3. I'll Remember

470 103 6
                                    

"Even if love goes by and you forget me, I'll remember everything..." – I'll Remember, Yesung.



***



"Apa yang mau lo bicarain sama gue?"

Jevan datang dengan langkahnya yang begitu ringan hingga Anna nyaris tak melihat kedatangannya. Membenarkan duduknya, Anna melirik Jevan sekilas yang kini sudah berganti dengan kaos lengan panjang dan celana olahraga berwarna senada. Di bawah sinar lampu yang cukup temaram, Anna bisa melihat wajah Jevan cukup jelas. Satu kata yang bisa ia simpulkan – tampan.

Tidak. Tidak.

Anna menggelengkan kepalanya untuk mengusir pikiran absurd itu. Tujuannya ke sini untuk membahas sesuatu dengan Jevan, bukan untuk mengagumi ketampanan fisik lelaki itu.

"Gue nggak mau basa-basi." Anna memulai, ia memilih untuk menatap rambut Jevan alih-alih wajahnya. "Kenapa lo nolongin gue di rumah sakit tempo hari?" Tanyanya singkat, padat, dan jelas.

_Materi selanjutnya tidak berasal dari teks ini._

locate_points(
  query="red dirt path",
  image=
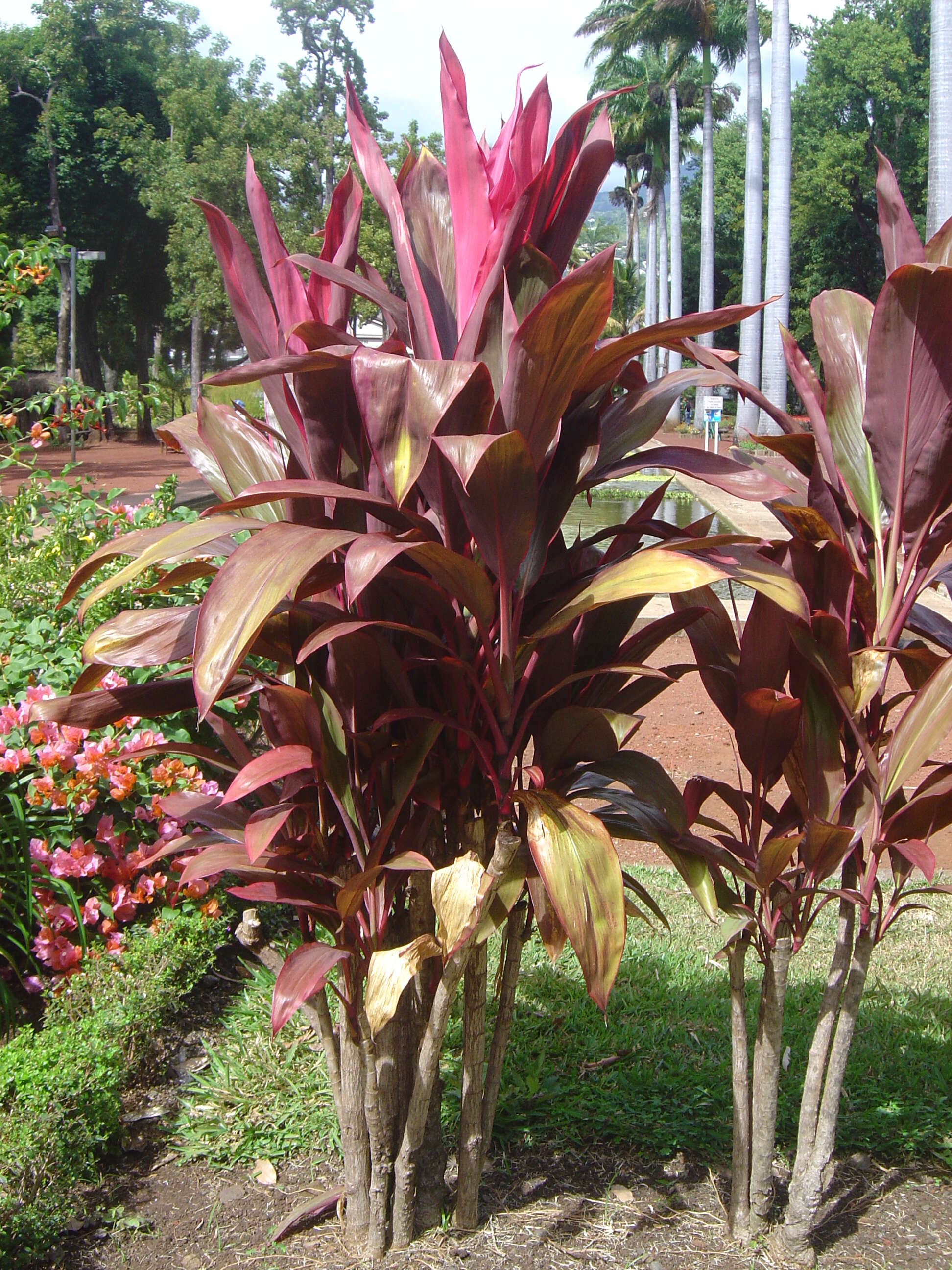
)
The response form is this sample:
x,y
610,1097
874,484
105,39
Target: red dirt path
x,y
135,468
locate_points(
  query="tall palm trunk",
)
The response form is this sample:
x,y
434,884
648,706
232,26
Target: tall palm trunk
x,y
674,153
940,205
749,367
773,381
662,269
706,294
651,282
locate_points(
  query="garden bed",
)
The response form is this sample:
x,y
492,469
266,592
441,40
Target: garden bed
x,y
612,1137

Jevan nampaknya sudah mempersiapkan diri untuk pertanyaan semacam ini. Lelaki ini melangkah mendekati bangku panjang tak jauh dari Anna dan duduk di atasnya. Melihat sekeliling sekilas untuk memastikan tak ada orang lain selain mereka sebelum mulai membuka mulutnya.

"Ya.. lo bayangin aja ada di posisi gue. Lo nggak sengaja liat orang mau bundir, terus lo diem aja gitu? Gue masih punya rasa kemanusiaan. Apalagi sama lo, orang yang gue kenal." Jelas Jevan yang diakhiri dengan menunjuk Anna dengan dagunya.

"Jadi bener kita saling kenal? Sejauh apa hubungan kita?" Tanya Anna, yang kini semakin penasaran dengan lelaki di hadapannya ini.

Lagi-lagi Jevan tidak langsung menjawab. Ia bangkit dan mendekati Anna. Wajahnya ia condongkan hingga jarak wajah mereka hanya sekitar sepuluh sentimeter. Diamatinya wajah Anna dalam diam, membuat sang pemilik mematung di tempatnya.


Jevan, apa-apaan lelaki ini?!!


"Lo beneran amnesia?"

Pertanyaan itu muncul dari mulut Jevan bersamaan dengan ia yang menarik diri dan kembali ke tempat duduknya semula.

"Jadi, lo nggak inget sama gue? Sama semuanya?" Tanya Jevan lagi saat Anna tak kunjung menjawab.

"Iya. Makanya gue tanya kenapa lo nolongin gue dan kayak apa hubungan kita!" Anna menegaskan kembali, ia mencoba untuk tetap tenang. Apa yang Jevan lakukan tadi benar-benar tidak aman untuk kesehatan jantungnya.

Suara tawa terdengar dari mulut Jevan, dan hal itu membuat Anna kebingungan. Tidak ada yang lucu dan kenapa lelaki ini tertawa? Apakah keadaannya yang mengenaskan itu justru hiburan bagi orang lain?

"Oke sebagai 'kenalan lo' gue akan jawab." Jevan menekankan kalimatnya setelah tawanya terhenti. "Gue nolongin lo karena kita adalah 'kenalan' dan mengingat lo diberi kesempatan kedua untuk hidup setelah kecelakaan itu, gue pikir lo harus terus bertahan apapun keadaan lo. Dan ya, kita cuma sebatas kenalan dan kayaknya Jennie juga udah bilang kalo kita ini temen sekelas." Ujarnya panjang lebar.

Anna mencerna baik-baik penjelasan Jevan tersebut. Namun rasanya sulit sekali untuk menerima alasan itu. Di pikirannya masih menebak-nebak apa alasan sebenarnya mengapa Jevan melakukan itu, namun setelah dipikir cukup lama alasan itu cukup masuk akal juga. Ia menghela nafas, merasa lega karena rasa penasarannya sedikit terjawab.